Eine chinesische Legende erzählt von einer Frau, die über den Tod ihres Sohnes so bekümmert war, dass sie sich keinen Rat mehr wusste. So ging sie zu einem heiligen Mann und fragte ihn: Welche Gebete kennst du, um meinen Sohn wieder zum Leben zu erwecken?" Er sagte zu ihr: "Bringe mir ein Senfkorn aus einem Hause, das niemals Leid kennen gelernt hat. Damit werden wir den Kummer aus deinem Leben vertreiben!" Die Frau machte sich auf die Suche nach dem besonderen Senfkorn.

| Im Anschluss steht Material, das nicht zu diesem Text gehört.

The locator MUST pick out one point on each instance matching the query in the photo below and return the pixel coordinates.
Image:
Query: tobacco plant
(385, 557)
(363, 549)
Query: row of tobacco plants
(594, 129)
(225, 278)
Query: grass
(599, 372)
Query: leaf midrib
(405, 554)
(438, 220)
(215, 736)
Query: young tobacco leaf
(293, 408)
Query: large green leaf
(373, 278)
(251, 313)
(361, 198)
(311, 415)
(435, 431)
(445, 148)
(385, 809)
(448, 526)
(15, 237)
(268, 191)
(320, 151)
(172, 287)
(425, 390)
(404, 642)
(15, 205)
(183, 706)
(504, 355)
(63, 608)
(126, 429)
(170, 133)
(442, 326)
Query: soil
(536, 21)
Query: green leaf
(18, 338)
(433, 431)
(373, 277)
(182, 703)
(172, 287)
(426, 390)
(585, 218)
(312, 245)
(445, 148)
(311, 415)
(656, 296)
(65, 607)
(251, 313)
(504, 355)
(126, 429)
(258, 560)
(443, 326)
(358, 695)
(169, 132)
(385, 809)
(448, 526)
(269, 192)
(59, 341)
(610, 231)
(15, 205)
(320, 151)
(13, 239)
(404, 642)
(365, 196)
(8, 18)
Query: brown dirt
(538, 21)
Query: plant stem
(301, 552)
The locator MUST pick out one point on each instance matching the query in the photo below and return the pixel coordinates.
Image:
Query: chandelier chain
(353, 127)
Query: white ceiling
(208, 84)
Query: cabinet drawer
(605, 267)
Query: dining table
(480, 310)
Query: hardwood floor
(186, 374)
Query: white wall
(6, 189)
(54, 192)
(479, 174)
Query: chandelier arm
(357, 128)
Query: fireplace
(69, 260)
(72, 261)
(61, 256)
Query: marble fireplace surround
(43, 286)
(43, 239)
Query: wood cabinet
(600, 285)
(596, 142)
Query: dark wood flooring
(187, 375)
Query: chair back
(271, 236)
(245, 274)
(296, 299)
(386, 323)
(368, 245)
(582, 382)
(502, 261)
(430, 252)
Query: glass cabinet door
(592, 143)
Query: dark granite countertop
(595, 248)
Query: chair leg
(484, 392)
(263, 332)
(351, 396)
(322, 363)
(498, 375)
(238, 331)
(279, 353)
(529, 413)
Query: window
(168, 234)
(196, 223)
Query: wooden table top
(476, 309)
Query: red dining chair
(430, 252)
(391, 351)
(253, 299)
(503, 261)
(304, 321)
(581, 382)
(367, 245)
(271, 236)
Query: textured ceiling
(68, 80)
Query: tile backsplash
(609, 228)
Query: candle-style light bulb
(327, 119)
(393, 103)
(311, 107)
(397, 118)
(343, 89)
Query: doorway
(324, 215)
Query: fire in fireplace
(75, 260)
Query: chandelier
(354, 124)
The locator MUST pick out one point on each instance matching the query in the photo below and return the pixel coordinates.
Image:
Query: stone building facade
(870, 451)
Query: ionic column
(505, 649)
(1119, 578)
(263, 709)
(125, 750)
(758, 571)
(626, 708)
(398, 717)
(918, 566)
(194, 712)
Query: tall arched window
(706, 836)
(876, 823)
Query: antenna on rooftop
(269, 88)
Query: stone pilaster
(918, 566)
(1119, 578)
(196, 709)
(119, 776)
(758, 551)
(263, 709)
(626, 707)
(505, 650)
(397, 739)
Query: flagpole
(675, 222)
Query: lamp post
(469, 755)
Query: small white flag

Sie kam an ein prächtiges Haus, klopfte und brachte ihre Bitte vor: "Ich suche ein Haus, das niemals Leid erfahren hat, ist hier nicht der richtige Ort? Es ist sehr wichtig für mich!" Aber die Bewohner des schönsten Hauses erzählten all das Unglück, das sich gerade bei ihnen ereignet hatte. Die Frau dachte bei sich: "Wer kann diesen unglücklichen Menschen besser helfen als ich, der ich auch so tief in Not geraten bin!" Sie blieb und tröstete. Dann suchte sie weiter ein Haus ohne Leid. Aber wohin sie sich auch wandte, kleine Hütten, riesige Paläste, überall begegnete ihr Leid. Schließlich beschäftigte sie sich nur noch mit dem Leid anderer Leute, so dass sie ganz die Suche nach dem Senfkorn vergaß, ohne dass ihr bewusst wurde, dass sie auf diese Weise tatsächlich den Schmerz aus ihrem Leben verbannt hatte.
"Ihre Wege habe ich gesehen, aber ich will sie heilen und sie leiten und ihnen wieder Trost geben; und denen, die da Leid tragen, will ich Frucht der Lippen schaffen!" spricht Gott, der Herr!"
(Jesaja 57,18f)
Axel Kühner "Überlebensgeschichten für jeden Tag"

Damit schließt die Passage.